1. Prometheus + Alertmanager — Alert 30 Days Before Expiry

# prometheus-rules.yaml
groups:
  - name: kubernetes-cert-expiry
    rules:
      - alert: KubernetesCertExpiryWarning
        expr: kubeadm_certs_expiration_seconds - time() < 2592000  # 30 days
        for: 1h
        labels:
          severity: warning
        annotations:
          summary: "K8s cert expiring: {{ $labels.name }}"
          description: "Certificate {{ $labels.name }} expires in {{ $value | humanizeDuration }}"
      - alert: KubernetesCertExpiryCritical
        expr: kubeadm_certs_expiration_seconds - time() < 604800   # 7 days
        for: 10m
        labels:
          severity: critical

2. Datadog / Nagios Check (if not running Prometheus)

#!/bin/bash
# check_k8s_certs.sh — run via cron or monitoring agent
WARN_DAYS=30
CRIT_DAYS=7

for cert in /etc/kubernetes/pki/*.crt; do
  expiry=$(openssl x509 -in "$cert" -noout -enddate 2>/dev/null | cut -d= -f2)
  expiry_epoch=$(date -d "$expiry" +%s)
  now_epoch=$(date +%s)
  days_left=$(( (expiry_epoch - now_epoch) / 86400 ))
  
  if [ $days_left -lt $CRIT_DAYS ]; then
    echo "CRITICAL: $cert expires in $days_left days"
    exit 2
  elif [ $days_left -lt $WARN_DAYS ]; then
    echo "WARNING: $cert expires in $days_left days"
    exit 1
  fi
done
echo "OK: All certs valid for more than $WARN_DAYS days"

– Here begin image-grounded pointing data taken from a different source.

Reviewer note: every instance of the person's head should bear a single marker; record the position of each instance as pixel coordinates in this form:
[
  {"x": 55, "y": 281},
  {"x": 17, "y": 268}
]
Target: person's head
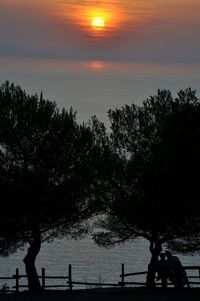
[
  {"x": 162, "y": 255},
  {"x": 168, "y": 254}
]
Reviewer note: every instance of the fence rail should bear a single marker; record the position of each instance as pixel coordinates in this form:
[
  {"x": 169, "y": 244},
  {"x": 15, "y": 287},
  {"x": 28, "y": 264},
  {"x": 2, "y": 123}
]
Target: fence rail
[
  {"x": 69, "y": 283},
  {"x": 123, "y": 275}
]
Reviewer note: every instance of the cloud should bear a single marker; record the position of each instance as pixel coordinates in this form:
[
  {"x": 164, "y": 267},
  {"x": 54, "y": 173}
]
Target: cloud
[{"x": 136, "y": 30}]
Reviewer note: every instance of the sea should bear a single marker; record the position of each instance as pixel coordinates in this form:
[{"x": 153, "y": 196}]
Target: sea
[{"x": 92, "y": 88}]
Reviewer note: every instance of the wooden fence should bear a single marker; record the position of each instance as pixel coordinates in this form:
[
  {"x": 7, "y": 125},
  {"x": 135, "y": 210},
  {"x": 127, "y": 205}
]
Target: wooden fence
[
  {"x": 124, "y": 275},
  {"x": 69, "y": 283}
]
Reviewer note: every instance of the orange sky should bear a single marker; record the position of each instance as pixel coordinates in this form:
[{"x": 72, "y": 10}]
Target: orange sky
[{"x": 134, "y": 29}]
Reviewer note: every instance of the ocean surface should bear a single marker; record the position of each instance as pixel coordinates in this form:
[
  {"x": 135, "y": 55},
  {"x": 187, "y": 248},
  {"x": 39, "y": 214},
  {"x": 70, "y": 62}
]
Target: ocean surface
[{"x": 92, "y": 88}]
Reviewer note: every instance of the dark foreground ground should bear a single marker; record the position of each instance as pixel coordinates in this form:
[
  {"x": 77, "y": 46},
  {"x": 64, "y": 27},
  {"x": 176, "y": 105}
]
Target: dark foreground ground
[{"x": 192, "y": 294}]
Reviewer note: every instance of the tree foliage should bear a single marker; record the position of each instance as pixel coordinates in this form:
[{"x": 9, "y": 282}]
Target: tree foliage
[
  {"x": 47, "y": 162},
  {"x": 156, "y": 196}
]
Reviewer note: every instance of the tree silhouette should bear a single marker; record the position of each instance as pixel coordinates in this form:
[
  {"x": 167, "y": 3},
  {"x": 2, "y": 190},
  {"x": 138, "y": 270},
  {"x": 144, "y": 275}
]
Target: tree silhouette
[
  {"x": 47, "y": 174},
  {"x": 156, "y": 194}
]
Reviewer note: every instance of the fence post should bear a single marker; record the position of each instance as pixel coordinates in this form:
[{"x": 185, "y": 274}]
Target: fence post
[
  {"x": 43, "y": 278},
  {"x": 122, "y": 277},
  {"x": 17, "y": 280},
  {"x": 70, "y": 276}
]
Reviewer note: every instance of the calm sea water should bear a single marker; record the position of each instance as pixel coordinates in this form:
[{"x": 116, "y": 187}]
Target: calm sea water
[{"x": 92, "y": 88}]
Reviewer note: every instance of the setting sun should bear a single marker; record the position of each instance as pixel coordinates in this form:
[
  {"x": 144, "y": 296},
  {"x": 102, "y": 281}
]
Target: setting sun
[{"x": 98, "y": 23}]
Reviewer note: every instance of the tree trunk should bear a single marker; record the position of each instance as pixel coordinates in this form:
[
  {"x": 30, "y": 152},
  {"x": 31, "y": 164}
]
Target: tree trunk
[
  {"x": 29, "y": 261},
  {"x": 155, "y": 249}
]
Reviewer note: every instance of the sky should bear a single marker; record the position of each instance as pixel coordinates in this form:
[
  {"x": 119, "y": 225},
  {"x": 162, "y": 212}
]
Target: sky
[{"x": 132, "y": 30}]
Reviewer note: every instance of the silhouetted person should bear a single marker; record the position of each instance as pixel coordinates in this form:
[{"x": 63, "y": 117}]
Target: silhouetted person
[
  {"x": 176, "y": 272},
  {"x": 162, "y": 270}
]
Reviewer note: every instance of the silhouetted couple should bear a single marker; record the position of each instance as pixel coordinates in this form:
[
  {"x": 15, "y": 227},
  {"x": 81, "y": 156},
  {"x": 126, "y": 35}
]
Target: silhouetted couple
[{"x": 170, "y": 267}]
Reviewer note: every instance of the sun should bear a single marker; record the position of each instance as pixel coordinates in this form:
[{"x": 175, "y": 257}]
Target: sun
[{"x": 98, "y": 23}]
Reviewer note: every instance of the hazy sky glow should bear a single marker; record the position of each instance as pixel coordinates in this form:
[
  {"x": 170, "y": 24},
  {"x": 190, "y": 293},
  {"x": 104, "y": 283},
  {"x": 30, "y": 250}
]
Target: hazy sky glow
[{"x": 135, "y": 30}]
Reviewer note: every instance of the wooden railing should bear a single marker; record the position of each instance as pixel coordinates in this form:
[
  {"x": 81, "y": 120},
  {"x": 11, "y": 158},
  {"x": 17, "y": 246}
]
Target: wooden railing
[
  {"x": 69, "y": 283},
  {"x": 123, "y": 275}
]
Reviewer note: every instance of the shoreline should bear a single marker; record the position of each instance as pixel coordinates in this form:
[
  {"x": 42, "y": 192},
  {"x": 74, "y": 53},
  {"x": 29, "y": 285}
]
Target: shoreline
[{"x": 107, "y": 294}]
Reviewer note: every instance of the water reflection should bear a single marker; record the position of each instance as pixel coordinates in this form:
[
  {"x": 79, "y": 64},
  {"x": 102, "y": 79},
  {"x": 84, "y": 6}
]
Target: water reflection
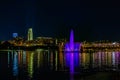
[
  {"x": 30, "y": 56},
  {"x": 15, "y": 64},
  {"x": 36, "y": 62}
]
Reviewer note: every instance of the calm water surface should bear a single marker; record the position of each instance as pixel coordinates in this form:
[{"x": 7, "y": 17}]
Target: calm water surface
[{"x": 53, "y": 65}]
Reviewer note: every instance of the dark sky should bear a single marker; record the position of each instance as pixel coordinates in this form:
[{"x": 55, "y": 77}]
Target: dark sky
[{"x": 90, "y": 20}]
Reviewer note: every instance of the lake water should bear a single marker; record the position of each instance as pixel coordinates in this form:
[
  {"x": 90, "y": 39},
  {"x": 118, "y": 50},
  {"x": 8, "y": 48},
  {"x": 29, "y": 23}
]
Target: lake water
[{"x": 54, "y": 65}]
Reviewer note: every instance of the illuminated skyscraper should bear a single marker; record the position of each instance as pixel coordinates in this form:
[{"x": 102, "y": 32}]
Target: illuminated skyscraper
[{"x": 30, "y": 34}]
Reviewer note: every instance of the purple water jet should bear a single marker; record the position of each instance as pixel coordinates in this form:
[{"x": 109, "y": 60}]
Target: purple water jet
[{"x": 71, "y": 45}]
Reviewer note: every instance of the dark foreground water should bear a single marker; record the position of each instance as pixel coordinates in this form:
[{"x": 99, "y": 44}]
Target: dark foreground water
[{"x": 53, "y": 65}]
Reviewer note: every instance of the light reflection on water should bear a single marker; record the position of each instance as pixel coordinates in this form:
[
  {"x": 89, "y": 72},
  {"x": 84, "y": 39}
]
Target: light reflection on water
[{"x": 35, "y": 62}]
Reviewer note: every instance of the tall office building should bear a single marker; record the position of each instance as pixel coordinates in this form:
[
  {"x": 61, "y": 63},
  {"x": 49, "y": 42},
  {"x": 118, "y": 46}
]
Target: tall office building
[{"x": 30, "y": 34}]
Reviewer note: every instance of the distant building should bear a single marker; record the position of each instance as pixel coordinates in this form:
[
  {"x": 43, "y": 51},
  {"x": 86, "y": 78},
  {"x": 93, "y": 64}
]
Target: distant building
[
  {"x": 15, "y": 35},
  {"x": 30, "y": 34}
]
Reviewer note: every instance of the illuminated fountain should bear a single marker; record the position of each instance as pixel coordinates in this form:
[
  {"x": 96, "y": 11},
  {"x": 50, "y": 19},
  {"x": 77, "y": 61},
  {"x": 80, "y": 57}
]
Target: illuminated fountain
[
  {"x": 71, "y": 45},
  {"x": 72, "y": 58}
]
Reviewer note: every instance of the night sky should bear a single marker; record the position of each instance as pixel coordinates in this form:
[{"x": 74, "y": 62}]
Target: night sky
[{"x": 91, "y": 21}]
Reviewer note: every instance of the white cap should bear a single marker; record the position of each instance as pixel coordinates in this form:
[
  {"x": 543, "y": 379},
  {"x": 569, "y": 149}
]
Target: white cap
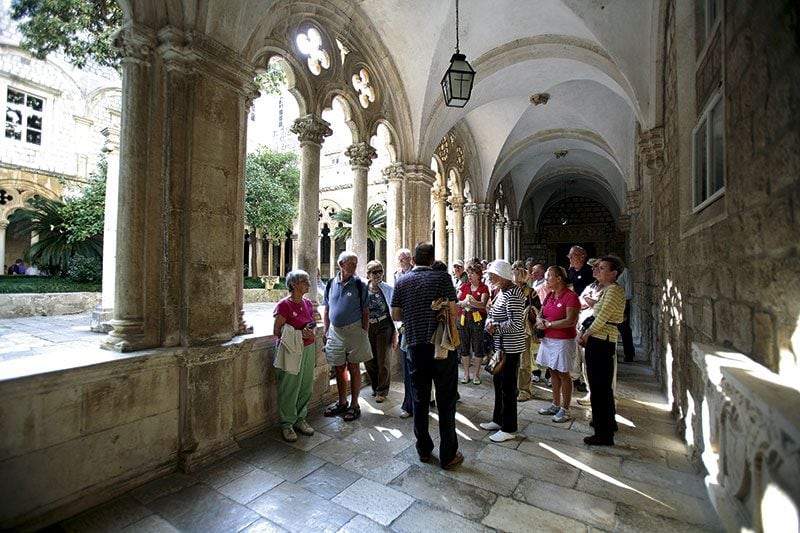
[{"x": 500, "y": 268}]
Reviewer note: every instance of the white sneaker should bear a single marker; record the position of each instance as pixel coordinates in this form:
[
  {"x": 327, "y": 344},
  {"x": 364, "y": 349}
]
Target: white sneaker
[
  {"x": 562, "y": 416},
  {"x": 502, "y": 436},
  {"x": 549, "y": 410}
]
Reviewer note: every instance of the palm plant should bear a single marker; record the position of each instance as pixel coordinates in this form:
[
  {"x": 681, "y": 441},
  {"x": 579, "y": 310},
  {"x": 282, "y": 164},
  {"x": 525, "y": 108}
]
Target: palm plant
[
  {"x": 57, "y": 244},
  {"x": 376, "y": 223}
]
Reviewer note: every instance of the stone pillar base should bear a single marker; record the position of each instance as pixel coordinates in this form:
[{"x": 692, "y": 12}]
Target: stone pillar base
[{"x": 101, "y": 319}]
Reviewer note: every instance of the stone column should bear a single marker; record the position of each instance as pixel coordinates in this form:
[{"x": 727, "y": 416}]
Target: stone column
[
  {"x": 516, "y": 230},
  {"x": 439, "y": 195},
  {"x": 128, "y": 332},
  {"x": 270, "y": 256},
  {"x": 470, "y": 230},
  {"x": 507, "y": 241},
  {"x": 499, "y": 225},
  {"x": 361, "y": 156},
  {"x": 458, "y": 228},
  {"x": 394, "y": 209},
  {"x": 3, "y": 226},
  {"x": 259, "y": 254},
  {"x": 418, "y": 220},
  {"x": 282, "y": 259},
  {"x": 485, "y": 249},
  {"x": 311, "y": 131},
  {"x": 104, "y": 312}
]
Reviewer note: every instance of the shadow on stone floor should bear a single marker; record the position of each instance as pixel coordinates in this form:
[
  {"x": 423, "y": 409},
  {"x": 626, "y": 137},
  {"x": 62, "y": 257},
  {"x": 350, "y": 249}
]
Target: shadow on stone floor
[{"x": 365, "y": 476}]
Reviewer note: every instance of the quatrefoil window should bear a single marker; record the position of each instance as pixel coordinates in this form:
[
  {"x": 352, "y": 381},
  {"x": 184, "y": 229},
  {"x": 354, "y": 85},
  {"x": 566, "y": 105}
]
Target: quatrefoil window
[
  {"x": 362, "y": 85},
  {"x": 310, "y": 44}
]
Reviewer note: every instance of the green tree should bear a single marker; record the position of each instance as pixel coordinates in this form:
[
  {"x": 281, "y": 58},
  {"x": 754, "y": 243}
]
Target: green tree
[
  {"x": 66, "y": 229},
  {"x": 80, "y": 29},
  {"x": 376, "y": 223},
  {"x": 272, "y": 190}
]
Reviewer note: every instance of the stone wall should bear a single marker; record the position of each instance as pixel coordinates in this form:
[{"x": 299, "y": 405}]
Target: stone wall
[
  {"x": 726, "y": 276},
  {"x": 78, "y": 437}
]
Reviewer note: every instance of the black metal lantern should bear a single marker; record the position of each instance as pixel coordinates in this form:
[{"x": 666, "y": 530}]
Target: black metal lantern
[{"x": 459, "y": 77}]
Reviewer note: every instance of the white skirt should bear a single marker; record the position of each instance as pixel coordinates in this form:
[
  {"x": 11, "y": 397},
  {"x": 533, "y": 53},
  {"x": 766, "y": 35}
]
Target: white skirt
[{"x": 556, "y": 354}]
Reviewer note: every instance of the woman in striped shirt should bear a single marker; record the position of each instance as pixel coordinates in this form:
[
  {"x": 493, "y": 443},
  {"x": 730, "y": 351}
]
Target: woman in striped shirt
[
  {"x": 505, "y": 324},
  {"x": 600, "y": 340}
]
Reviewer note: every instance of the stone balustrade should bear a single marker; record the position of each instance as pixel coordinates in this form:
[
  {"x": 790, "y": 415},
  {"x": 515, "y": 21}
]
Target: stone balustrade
[
  {"x": 76, "y": 437},
  {"x": 746, "y": 431}
]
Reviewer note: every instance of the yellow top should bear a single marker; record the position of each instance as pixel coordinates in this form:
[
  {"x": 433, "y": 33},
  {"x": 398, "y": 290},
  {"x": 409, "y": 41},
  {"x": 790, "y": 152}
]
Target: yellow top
[{"x": 609, "y": 311}]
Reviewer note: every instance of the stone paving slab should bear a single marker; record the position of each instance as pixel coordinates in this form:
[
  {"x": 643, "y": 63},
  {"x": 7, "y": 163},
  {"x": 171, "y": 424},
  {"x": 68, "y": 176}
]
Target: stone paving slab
[{"x": 365, "y": 476}]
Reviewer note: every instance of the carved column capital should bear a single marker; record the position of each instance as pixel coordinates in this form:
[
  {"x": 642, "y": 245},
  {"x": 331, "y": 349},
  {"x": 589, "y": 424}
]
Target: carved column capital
[
  {"x": 651, "y": 151},
  {"x": 136, "y": 43},
  {"x": 361, "y": 155},
  {"x": 633, "y": 201},
  {"x": 111, "y": 143},
  {"x": 394, "y": 172},
  {"x": 311, "y": 129}
]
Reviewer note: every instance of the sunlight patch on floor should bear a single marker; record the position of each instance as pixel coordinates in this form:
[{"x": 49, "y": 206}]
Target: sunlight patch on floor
[{"x": 598, "y": 474}]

3. Checkov / Trivy in CI — Catch Misconfigured Cert SANs Pre-Deploy

# In your GitOps pipeline (GitHub Actions / GitLab CI)
- name: Scan kubeadm config for cert misconfigs
  run: |
    trivy config --severity HIGH,CRITICAL ./kubeadm-config.yaml
    checkov -f kubeadm-config.yaml --framework kubernetes

4. Managed Kubernetes — Eliminate the Problem Entirely

If you're running self-managed kubeadm clusters in production specifically to avoid this class of problem: don't. EKS, GKE, and AKS all rotate control plane certificates automatically. The operational overhead of manual cert lifecycle management on kubeadm in production is not justified unless you have hard regulatory or air-gap requirements.